Wednesday, July 20, 2011

Brief summary of Freud's Beyond the Pleasure Principle

I didn’t write last night as I was feeling a bit tired, but will hopefully make it up, perhaps two entries tonight instead of one.
I’ll discuss what I read today: I just finished reading Freud’s Beyond the Pleasure Principle(1920) published right after the First World War, so Freud is preoccupied with trauma. Having already made the discovery of the pleasure principle, he is puzzled why trauma victims seem to compulsively return to the traumatic event instead of the pleasure principle? His text is based around the aforementioned inquiry. While he doesn’t deny the pleasure principle, he argues that there is an instinct for self-preservations that delays pleasure. To examine his question he turns to an example of his young grandson, Hans, who would repeatedly throw his toy away and yell fort (gone) and then retrieves the toy exclaiming da (here).
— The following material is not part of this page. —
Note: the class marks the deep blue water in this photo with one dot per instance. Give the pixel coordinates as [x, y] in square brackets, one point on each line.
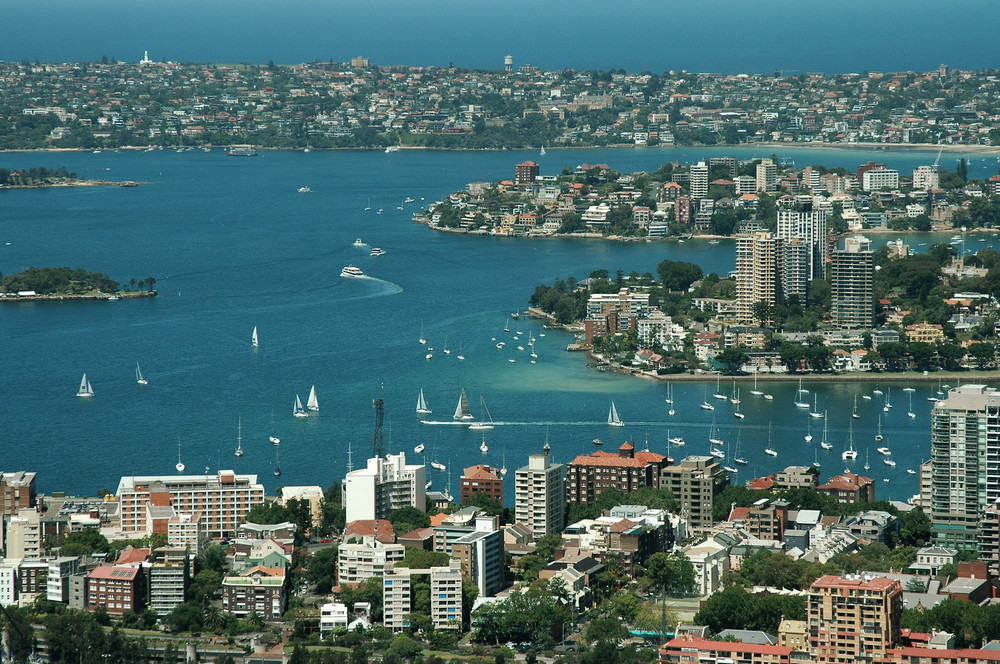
[727, 36]
[233, 245]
This game, for Freud, functions as a child expressing the absence of his mother and his attempt to return to the situation as to regain control. Freud’s discussion of reliving or repeating unpleasant events for the sake of mastery culminates in his analysis of compulsive repetition, which works in contradistinction to the pleasure principle. He ends his discussion by turning to biology speculating over the tendency of organism to return to its earliest state, which is that of being inanimate. He calls this the death instinct and argues that this concept is opposed to the life instinct which he refers to as Eros. The death drive obscures the life instinct, which Freud saw as the purpose of civilization.
Essentially, Freud calls the pleasure principle into question by introducing the death drive particularly by showing how the psyche compulsively repeats traumatic events. This is not to claim that Freud is postulating that we strive for death, rather than pleasure, but of an ongoing tension between the two instincts.